Forse è corretto non pretendere una risposta "di principio" al dilemma proibizionismo sì-proibizionismo no, ma distinguere caso per caso, senza fare paragoni e sovrapposizioni. In fondo se ragionassimo per principi, chi sostiene la depenalizzazione delle droghe leggere non avrebbe motivo di essere contro per le droghe pesanti, che invece godono di molto minor favore (a dimostrazione di una punta di ipocrisia nelle motivazioni libertarie?).

Per quanto riguarda le droghe leggere, però, un punto a favore della liberalizzazione è senz'altro sempre stato l'evidenza pratica dell'inefficacia del proibizionismo: i divieti non ne hanno mai stroncato l'uso, anzi hanno creato cartelli malavitosi che con quest'attività si arricchiscono. Sono sempre stato abbastanza sensibile a questo argomento: che senso ha incaponirsi su una strada provata per decenni, e lungo la quale non si sono fatti passi avanti? Forse è il caso di provare un approccio nuovo. Di conseguenza, fra mille dubbi e tentennamenti, sono sempre stato abbastanza possibilista al riguardo.

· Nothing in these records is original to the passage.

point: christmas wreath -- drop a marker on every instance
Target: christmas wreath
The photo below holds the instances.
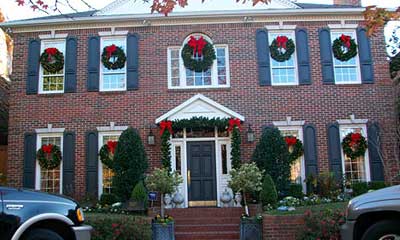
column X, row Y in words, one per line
column 344, row 48
column 198, row 54
column 49, row 156
column 113, row 57
column 282, row 48
column 354, row 145
column 107, row 153
column 52, row 60
column 295, row 147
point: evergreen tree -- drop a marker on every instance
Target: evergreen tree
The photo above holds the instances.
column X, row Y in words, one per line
column 271, row 154
column 130, row 163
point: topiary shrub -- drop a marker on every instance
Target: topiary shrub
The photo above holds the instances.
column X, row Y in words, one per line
column 268, row 194
column 271, row 154
column 130, row 163
column 139, row 194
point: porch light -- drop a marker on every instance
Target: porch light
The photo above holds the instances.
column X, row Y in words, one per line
column 250, row 135
column 151, row 138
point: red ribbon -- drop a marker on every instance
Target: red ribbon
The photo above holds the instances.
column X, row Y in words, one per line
column 47, row 148
column 290, row 140
column 232, row 123
column 112, row 145
column 197, row 45
column 110, row 50
column 166, row 125
column 281, row 41
column 345, row 40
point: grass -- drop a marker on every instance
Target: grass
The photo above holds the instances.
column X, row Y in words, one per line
column 317, row 208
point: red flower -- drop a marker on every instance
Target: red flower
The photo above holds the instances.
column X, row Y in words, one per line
column 112, row 145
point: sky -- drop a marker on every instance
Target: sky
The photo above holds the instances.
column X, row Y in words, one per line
column 13, row 12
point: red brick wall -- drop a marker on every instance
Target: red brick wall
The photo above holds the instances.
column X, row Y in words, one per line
column 82, row 111
column 282, row 227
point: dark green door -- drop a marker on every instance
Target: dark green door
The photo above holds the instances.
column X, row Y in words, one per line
column 201, row 174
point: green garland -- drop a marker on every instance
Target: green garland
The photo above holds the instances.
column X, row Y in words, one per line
column 277, row 55
column 49, row 156
column 198, row 65
column 342, row 55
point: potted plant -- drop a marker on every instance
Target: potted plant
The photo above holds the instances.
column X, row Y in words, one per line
column 163, row 182
column 247, row 179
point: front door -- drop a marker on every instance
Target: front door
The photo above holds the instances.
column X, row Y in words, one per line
column 202, row 187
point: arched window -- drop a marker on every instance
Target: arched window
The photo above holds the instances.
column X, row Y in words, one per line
column 181, row 77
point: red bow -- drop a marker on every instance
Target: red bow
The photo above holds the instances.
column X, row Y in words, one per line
column 110, row 50
column 345, row 40
column 197, row 45
column 112, row 145
column 166, row 125
column 47, row 148
column 232, row 123
column 290, row 140
column 281, row 41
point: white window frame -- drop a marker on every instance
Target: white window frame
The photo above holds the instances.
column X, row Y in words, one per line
column 292, row 35
column 100, row 165
column 38, row 146
column 41, row 76
column 117, row 38
column 357, row 58
column 366, row 154
column 214, row 68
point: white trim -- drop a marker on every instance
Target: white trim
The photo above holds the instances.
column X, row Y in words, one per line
column 366, row 155
column 203, row 98
column 38, row 145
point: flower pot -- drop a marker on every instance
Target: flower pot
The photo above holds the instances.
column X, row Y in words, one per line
column 250, row 229
column 162, row 231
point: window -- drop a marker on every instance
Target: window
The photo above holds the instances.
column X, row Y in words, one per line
column 106, row 174
column 283, row 73
column 216, row 76
column 346, row 72
column 49, row 180
column 112, row 80
column 52, row 82
column 355, row 169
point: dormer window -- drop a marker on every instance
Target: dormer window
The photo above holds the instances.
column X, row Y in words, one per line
column 215, row 76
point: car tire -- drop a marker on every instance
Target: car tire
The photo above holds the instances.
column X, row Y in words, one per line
column 379, row 230
column 42, row 234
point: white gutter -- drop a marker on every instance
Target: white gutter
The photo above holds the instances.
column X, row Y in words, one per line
column 184, row 15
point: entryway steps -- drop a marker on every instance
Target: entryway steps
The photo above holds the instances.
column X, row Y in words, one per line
column 206, row 223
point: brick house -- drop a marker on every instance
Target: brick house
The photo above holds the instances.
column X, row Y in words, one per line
column 312, row 95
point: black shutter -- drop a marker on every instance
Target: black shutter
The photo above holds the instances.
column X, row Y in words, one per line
column 29, row 160
column 325, row 46
column 70, row 65
column 132, row 63
column 92, row 163
column 33, row 67
column 374, row 148
column 310, row 150
column 334, row 150
column 69, row 163
column 93, row 64
column 264, row 71
column 303, row 56
column 364, row 51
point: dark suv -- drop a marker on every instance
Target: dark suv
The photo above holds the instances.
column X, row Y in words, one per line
column 31, row 215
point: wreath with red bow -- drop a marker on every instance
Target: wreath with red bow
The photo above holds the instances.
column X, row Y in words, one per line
column 295, row 147
column 107, row 153
column 282, row 48
column 113, row 57
column 354, row 145
column 198, row 54
column 52, row 60
column 49, row 156
column 344, row 48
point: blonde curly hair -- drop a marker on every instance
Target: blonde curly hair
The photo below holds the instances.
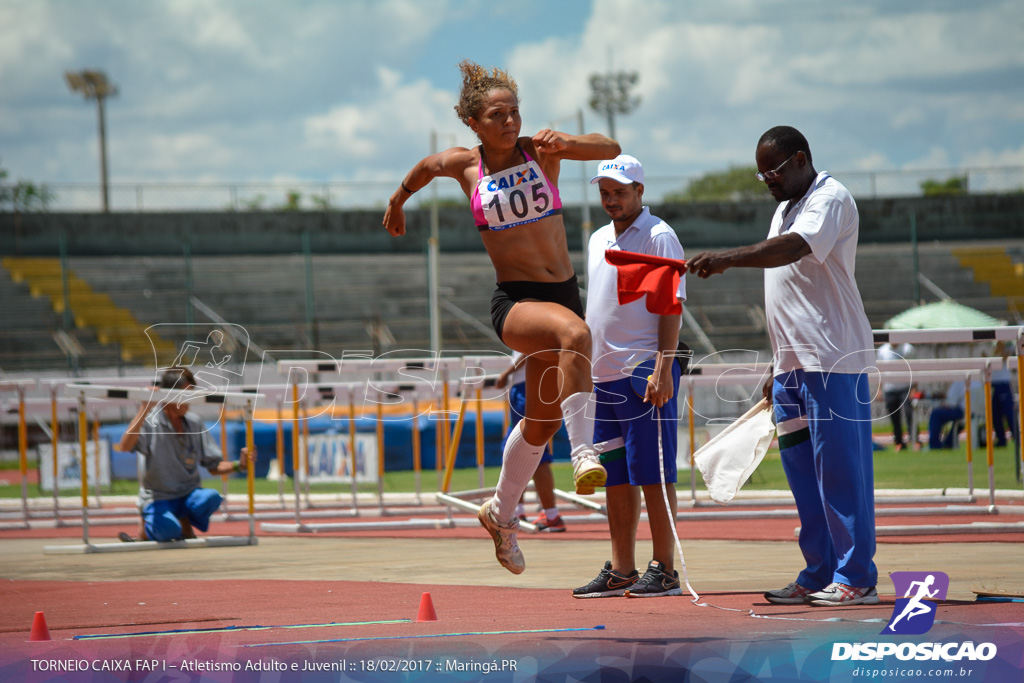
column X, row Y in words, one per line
column 476, row 85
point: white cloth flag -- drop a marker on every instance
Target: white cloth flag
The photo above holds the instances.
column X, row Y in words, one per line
column 727, row 460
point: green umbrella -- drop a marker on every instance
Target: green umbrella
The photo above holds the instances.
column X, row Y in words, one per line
column 942, row 314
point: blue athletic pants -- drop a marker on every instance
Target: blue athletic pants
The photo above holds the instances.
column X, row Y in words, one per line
column 830, row 472
column 162, row 517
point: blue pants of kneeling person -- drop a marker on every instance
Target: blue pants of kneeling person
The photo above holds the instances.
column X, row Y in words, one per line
column 163, row 517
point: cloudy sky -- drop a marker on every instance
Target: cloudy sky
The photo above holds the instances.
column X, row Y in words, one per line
column 332, row 90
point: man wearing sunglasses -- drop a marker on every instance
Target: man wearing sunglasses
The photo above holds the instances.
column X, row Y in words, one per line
column 821, row 344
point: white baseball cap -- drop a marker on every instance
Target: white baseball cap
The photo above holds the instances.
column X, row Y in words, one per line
column 624, row 169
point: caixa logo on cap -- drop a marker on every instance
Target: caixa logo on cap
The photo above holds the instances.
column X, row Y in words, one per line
column 913, row 613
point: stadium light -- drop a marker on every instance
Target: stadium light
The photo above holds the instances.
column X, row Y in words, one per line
column 93, row 85
column 610, row 95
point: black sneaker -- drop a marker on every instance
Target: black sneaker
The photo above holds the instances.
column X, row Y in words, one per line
column 609, row 584
column 655, row 583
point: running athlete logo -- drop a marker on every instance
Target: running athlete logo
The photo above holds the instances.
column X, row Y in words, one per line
column 912, row 613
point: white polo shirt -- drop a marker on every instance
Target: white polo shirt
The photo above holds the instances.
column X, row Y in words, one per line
column 624, row 336
column 816, row 317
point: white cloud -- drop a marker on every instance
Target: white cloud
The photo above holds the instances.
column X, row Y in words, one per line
column 318, row 89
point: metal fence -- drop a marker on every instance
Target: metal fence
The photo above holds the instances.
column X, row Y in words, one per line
column 303, row 196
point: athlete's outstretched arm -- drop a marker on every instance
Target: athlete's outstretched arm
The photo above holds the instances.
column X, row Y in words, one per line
column 592, row 146
column 449, row 164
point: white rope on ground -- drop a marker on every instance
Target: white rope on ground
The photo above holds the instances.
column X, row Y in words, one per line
column 668, row 508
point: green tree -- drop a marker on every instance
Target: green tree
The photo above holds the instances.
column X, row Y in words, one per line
column 734, row 184
column 24, row 196
column 949, row 187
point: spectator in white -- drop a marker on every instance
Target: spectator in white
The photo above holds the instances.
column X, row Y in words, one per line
column 632, row 422
column 175, row 443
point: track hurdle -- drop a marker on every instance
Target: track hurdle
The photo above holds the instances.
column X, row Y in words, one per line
column 756, row 374
column 20, row 386
column 36, row 516
column 346, row 392
column 83, row 391
column 433, row 371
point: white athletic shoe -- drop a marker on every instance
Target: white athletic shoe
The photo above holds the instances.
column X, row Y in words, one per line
column 588, row 471
column 506, row 547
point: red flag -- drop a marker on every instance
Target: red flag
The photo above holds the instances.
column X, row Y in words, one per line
column 654, row 276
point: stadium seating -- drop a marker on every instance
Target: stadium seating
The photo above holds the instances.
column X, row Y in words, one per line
column 114, row 299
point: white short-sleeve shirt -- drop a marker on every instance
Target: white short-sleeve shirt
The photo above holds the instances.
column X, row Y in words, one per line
column 625, row 335
column 816, row 317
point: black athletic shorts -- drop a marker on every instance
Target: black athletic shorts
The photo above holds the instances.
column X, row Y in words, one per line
column 567, row 294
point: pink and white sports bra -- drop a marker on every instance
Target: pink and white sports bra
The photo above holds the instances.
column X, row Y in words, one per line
column 514, row 197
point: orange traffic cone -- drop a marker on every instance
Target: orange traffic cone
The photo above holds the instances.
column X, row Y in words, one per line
column 39, row 630
column 426, row 612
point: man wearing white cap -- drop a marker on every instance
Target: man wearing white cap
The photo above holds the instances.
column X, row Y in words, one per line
column 630, row 414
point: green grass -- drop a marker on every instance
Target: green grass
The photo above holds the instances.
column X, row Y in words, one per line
column 908, row 469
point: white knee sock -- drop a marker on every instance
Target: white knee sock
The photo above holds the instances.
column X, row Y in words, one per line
column 518, row 464
column 578, row 412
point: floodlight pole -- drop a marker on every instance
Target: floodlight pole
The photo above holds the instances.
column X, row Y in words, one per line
column 94, row 85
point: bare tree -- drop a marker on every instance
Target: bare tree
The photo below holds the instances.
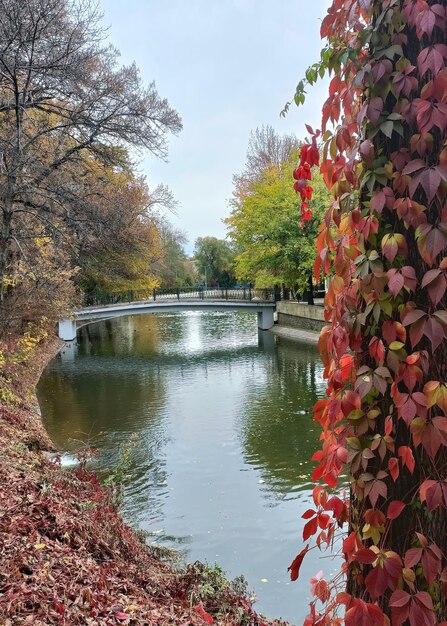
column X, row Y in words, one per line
column 63, row 99
column 266, row 149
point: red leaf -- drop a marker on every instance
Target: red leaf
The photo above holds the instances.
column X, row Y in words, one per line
column 432, row 58
column 434, row 493
column 412, row 557
column 414, row 166
column 413, row 316
column 294, row 568
column 395, row 509
column 310, row 528
column 429, row 179
column 376, row 582
column 203, row 614
column 400, row 606
column 434, row 331
column 406, row 455
column 365, row 556
column 395, row 281
column 393, row 467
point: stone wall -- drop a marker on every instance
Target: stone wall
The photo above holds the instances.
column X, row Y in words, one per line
column 298, row 315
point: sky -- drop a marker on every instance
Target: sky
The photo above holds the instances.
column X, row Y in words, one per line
column 227, row 67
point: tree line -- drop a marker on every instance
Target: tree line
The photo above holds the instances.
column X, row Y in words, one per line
column 75, row 214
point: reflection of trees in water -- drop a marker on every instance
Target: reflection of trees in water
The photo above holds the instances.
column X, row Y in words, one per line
column 131, row 335
column 103, row 403
column 278, row 433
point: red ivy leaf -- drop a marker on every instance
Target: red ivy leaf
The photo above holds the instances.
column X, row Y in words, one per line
column 395, row 509
column 406, row 455
column 432, row 59
column 294, row 568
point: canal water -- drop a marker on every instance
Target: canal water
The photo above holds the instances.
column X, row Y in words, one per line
column 218, row 421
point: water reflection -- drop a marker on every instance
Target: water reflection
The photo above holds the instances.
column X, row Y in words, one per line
column 224, row 434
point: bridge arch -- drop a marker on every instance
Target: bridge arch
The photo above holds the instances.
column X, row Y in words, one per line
column 69, row 326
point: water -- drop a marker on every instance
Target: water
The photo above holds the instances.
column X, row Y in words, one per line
column 222, row 433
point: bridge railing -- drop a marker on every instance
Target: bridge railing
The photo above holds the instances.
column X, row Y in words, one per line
column 97, row 298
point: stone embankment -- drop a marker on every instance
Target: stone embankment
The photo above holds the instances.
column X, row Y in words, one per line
column 299, row 321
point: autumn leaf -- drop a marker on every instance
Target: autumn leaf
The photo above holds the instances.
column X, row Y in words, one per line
column 294, row 568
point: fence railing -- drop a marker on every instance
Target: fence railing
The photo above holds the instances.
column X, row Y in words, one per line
column 96, row 298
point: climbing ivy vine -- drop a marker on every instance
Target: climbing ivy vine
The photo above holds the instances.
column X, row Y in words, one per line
column 383, row 245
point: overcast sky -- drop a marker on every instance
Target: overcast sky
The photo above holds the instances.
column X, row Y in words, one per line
column 227, row 67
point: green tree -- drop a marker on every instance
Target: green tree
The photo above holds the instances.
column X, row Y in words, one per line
column 64, row 100
column 173, row 268
column 265, row 227
column 214, row 260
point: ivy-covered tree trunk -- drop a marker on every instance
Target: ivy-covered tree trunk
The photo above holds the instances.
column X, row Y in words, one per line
column 385, row 346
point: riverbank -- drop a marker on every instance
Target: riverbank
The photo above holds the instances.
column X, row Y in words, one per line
column 296, row 334
column 67, row 556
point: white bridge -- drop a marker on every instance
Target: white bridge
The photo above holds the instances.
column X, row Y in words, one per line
column 68, row 327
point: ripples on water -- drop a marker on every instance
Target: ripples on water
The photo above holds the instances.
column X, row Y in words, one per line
column 223, row 435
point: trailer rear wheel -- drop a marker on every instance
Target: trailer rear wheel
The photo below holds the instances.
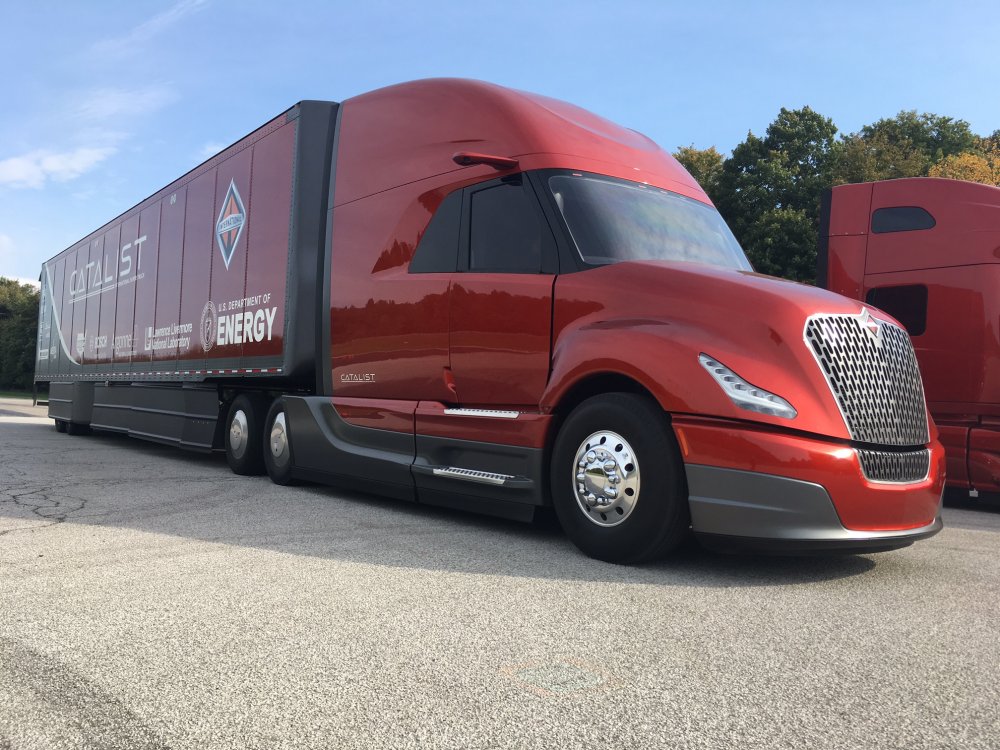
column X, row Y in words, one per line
column 244, row 437
column 277, row 446
column 618, row 481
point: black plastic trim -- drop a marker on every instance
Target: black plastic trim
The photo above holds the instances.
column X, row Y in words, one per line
column 744, row 545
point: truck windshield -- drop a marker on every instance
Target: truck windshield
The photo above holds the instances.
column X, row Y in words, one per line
column 614, row 220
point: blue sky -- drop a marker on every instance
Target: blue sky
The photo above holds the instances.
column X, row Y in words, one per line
column 106, row 102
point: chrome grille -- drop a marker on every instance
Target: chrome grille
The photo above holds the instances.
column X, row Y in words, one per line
column 872, row 371
column 895, row 466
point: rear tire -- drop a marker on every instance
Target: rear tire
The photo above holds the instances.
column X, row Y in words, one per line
column 607, row 444
column 244, row 436
column 277, row 448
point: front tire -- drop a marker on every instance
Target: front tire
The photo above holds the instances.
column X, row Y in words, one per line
column 244, row 436
column 618, row 481
column 277, row 448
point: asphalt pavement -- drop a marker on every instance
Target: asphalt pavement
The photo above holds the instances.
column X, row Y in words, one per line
column 149, row 598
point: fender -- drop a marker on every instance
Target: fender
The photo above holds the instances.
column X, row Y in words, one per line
column 662, row 357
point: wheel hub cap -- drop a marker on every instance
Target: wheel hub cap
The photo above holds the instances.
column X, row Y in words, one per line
column 278, row 440
column 606, row 478
column 238, row 433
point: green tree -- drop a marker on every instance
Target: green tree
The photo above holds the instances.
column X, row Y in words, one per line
column 18, row 332
column 907, row 145
column 770, row 190
column 705, row 165
column 935, row 136
column 877, row 157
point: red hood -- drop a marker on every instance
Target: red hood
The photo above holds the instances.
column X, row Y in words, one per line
column 654, row 318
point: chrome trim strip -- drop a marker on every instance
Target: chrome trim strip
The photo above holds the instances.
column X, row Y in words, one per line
column 489, row 413
column 864, row 472
column 471, row 475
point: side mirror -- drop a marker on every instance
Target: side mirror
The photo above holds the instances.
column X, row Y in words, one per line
column 468, row 158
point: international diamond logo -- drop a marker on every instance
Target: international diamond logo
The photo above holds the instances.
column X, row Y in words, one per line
column 872, row 326
column 229, row 227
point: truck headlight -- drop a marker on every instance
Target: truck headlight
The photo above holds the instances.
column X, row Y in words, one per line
column 745, row 395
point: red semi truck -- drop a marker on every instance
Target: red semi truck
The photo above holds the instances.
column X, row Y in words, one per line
column 451, row 292
column 927, row 251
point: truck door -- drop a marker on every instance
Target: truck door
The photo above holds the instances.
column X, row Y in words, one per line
column 501, row 299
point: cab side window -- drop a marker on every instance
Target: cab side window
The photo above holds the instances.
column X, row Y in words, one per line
column 505, row 230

Però quello che è successo e che sta succedendo con il gioco d'azzardo mi fa molto pensare.
Per il gioco si è percorsa - essenzialmente per motivi economici - la strada della liberalizzazione, e le conseguenze sono sotto gli occhi di tutti. L'impressione è che ci siano danni sociali diffusi, e che però sia ormai impossibile tornare indietro: lo Stato va rapidamente in "assuefazione" da incasso facile, come dimostrano varie situazioni anche recenti.
Mi astengo dal dare un giudizio definitivo, perché purtroppo per renderci conto davvero dell'incidenza del fenomeno avremo bisogno di più tempo e di più dati sulle ludopatie. C'è anche chi nega il loro aumento, nel senso che non ci sono dati certi per affermarlo (è tutto un "sembra, forse, bisogna aspettare").

Per ora è certo che la raccolta lorda (=le giocate della gente) è più che raddoppiata in pochi anni, e questo mi pare in ogni caso un dato preoccupante. E'vero che circa l'80% delle giocate poi ritorna indietro sotto forma di vincite, ma è il discorso del pollo di Trilussa: vincono in pochi ma spendono in tanti.

Ma la cosa che più mi interessa è che due effetti sono innegabili: una diffusa percezione di degrado sociale (motivo del fatto che non si vogliono sale slot vicino a luoghi sensibili) e, soprattutto, un'impossibilità pratica di fare marcia indietro una volta intrapresa la strada della liberalizzazione.
Per questo è necessario andarci veramente con i piedi di piombo.